Dead Air
REMIND ME AGAIN why eliminating taxpayer subsidies for public broadcasting is a right-wing idea?
[sidebar]Liberals are incensed that Congressional Republicans want to strip PBS and NPR of federal funds, but when is the last time they took a hard look at how things are going with our biggest local public broadcasting affiliate? While Tea Party guerillas distract the gullible with theatrical sting operations and spurious debates about liberal bias, the increasingly corporate culture of public broadcasting goes unchallenged — especially in Boston.
WGBH is trying to bust its union. It has paid nothing to the city of Boston in lieu of taxes in four years. Even as it cut wages and staffers in 2009, it spent millions to acquire a second radio station in Boston and then did little more with it than duplicate programming already available from a competing station across town.
This is the crown jewel of the Public Broadcasting System that deserves uncritical allegiance?
WGBH is one of Boston’s last sacred cows, its status as a civic icon as fixed in the collective imagination as that of Harvard, Mass General, and the Boston Pops. Who could take issue with a revered local enterprise that gave us Julia Child, The Victory Garden, and Antiques Roadshow and now produces one-third of PBS’s programming, including such gems as Frontline, Nova, Masterpiece, and The American Experience?
Liberals could and should.
Decades of interminable pledge-week pitches painting PBS as a national treasure entitled to taxpayer support have numbed the critical-thinking skills of what remains of the political left. There is no question that WGBH, and PBS in general, produces compelling, important work that’s in the public interest. But then, so does the Boston Globe, and no one who believes in journalistic independence would endorse the idea of that newspaper, or any other, accepting government subsidies. For the same reason, it is time to wean PBS from its reliance on taxpayer dollars — especially when the frenetic budget-slashing in Congress this spring threatens everything from fuel assistance for the poor to financial aid for debt-burdened college students.
Free-spending WGBH, in particular, has forfeited any claim to a public subsidy.
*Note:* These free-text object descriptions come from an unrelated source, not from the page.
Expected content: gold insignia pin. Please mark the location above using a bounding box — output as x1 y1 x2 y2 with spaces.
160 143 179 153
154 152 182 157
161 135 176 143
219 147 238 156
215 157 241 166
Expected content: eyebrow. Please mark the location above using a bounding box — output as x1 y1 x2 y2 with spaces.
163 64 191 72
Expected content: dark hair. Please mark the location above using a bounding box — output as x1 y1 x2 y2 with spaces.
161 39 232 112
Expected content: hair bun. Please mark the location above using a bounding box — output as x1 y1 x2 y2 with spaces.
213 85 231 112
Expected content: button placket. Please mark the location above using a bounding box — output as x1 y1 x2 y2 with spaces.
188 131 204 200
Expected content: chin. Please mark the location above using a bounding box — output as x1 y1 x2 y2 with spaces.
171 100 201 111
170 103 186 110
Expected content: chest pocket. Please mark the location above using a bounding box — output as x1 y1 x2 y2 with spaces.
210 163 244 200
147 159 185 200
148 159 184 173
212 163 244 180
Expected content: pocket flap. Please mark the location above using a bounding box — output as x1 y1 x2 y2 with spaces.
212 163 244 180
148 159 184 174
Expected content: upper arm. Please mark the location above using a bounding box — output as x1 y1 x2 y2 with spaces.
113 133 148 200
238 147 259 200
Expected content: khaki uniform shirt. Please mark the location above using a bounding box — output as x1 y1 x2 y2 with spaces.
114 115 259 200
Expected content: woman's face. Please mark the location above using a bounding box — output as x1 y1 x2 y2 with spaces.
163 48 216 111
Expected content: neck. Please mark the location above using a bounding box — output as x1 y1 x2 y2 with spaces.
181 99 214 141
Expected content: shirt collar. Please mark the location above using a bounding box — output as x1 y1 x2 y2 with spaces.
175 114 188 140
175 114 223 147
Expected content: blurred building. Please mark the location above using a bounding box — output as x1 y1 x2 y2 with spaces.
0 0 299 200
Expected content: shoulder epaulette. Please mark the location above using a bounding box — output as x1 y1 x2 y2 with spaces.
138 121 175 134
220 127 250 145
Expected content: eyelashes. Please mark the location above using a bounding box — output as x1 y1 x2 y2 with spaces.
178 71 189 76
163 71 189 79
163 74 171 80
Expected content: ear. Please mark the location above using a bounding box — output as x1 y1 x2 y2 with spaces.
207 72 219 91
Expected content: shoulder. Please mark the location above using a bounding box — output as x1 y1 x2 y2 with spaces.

The behemoth in Brighton — its new 309,000-square-foot headquarters covers two city blocks — relies on the same municipal services as the small neighboring businesses along Market Street. But unlike them, as the Boston Herald has noted, WGBH has not paid the city a cent for fire and police protection or snow removal since 2007. Yes, it is tax exempt. But the station is supposed to pay Boston through the Payment in Lieu of Taxes (PILOT) program. The check WGBH cut in 2007 for $10,517, according to the Herald, was a tad less than the $245,000 the program calculated it should receive from the station.